McCann was born into an Irish republican family from the Clonard area of West Belfast. He was educated at primary level at St Gall's Primary School, Belfast, and at secondary level at St Mary's Grammar School on Belfast's Glen Road. McCann did not finish his education as he was arrested after becoming involved in rioting. He was charged and convicted of "riotous behaviour" and sentenced to six months in prison. Later that year McCann joined the Provisional IRA.[1] He was later convicted and sentenced to two years imprisonment for the possession of explosives.[citation needed]


According to the Royal Ulster Constabulary, in 1987 Seán Savage and Daniel McCann killed two RUC Special Branch officers at Belfast docks.[2][3]

In 1988, along with Mairead Farrell, they were sent to the British overseas territory of Gibraltar to plant a bomb in the town area targeting the British military band which paraded weekly in connection with the changing of the guard in front of the Governors' residence (see Operation Flavius).

The SAS team was informed—incorrectly—that the IRA had already placed their bomb and were ready to detonate it.[4] The three conspirators were stopped as they walked near the Shell filling station on Winston Churchill Avenue, the busy main road leading to the airport and the frontier with Spain. McCann was then shot as the SAS claimed he made an 'aggressive move' towards a bag he was carrying. They stated that they believed he was intending to trigger a car bomb using a remote control device.[5] After McCann was killed, it was claimed that Farrell made a move towards her handbag and was shot on similar grounds. SAS members again claimed that Savage moved his hand to his pocket and the SAS killed him also.[6]

McCann was shot five times, Farrell eight times, and Savage between 16 and 18 times.[7] All three were subsequently found to be unarmed, and without any kind of remote trigger.

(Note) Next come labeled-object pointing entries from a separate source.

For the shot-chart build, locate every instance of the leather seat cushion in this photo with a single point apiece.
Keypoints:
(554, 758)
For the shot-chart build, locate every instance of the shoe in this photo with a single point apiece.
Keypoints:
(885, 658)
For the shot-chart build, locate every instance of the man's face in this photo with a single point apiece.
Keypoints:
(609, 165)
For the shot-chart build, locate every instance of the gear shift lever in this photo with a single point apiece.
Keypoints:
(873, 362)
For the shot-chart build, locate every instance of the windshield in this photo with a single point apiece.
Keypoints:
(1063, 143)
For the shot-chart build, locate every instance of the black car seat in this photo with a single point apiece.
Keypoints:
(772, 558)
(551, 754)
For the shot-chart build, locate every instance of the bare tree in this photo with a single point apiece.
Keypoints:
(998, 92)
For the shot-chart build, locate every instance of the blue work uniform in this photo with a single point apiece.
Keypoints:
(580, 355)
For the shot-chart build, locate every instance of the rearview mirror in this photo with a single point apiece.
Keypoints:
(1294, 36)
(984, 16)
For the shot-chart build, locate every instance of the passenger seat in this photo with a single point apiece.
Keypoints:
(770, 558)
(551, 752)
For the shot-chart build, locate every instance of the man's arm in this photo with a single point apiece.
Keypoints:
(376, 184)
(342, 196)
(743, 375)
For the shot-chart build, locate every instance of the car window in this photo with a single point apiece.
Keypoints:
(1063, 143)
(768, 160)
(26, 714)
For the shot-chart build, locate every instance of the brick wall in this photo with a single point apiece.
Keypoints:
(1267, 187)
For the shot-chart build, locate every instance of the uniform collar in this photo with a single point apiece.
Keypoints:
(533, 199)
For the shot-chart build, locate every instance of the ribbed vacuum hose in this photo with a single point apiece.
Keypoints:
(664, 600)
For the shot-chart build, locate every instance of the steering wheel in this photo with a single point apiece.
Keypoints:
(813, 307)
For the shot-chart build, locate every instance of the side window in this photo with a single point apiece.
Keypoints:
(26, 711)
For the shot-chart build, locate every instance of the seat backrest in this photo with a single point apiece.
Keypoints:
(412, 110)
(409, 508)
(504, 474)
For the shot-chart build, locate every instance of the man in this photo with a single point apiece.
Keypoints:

The SAS version of events was queried by expert and civilian witnesses.[8]

No radio or other detonating device was found on the bodies, nor was there any bomb in the car in Gibraltar which had been identified as belonging to the bombing team.[9] A car used by the bombers was found 36 miles away in Spain, two days after the killings, containing 140 lb (64 kg) of Semtex with a device timed to go off during the changing of the guard.[10]

A controversial British television documentary, Death on the Rock, was produced about the events surrounding the killings.[11]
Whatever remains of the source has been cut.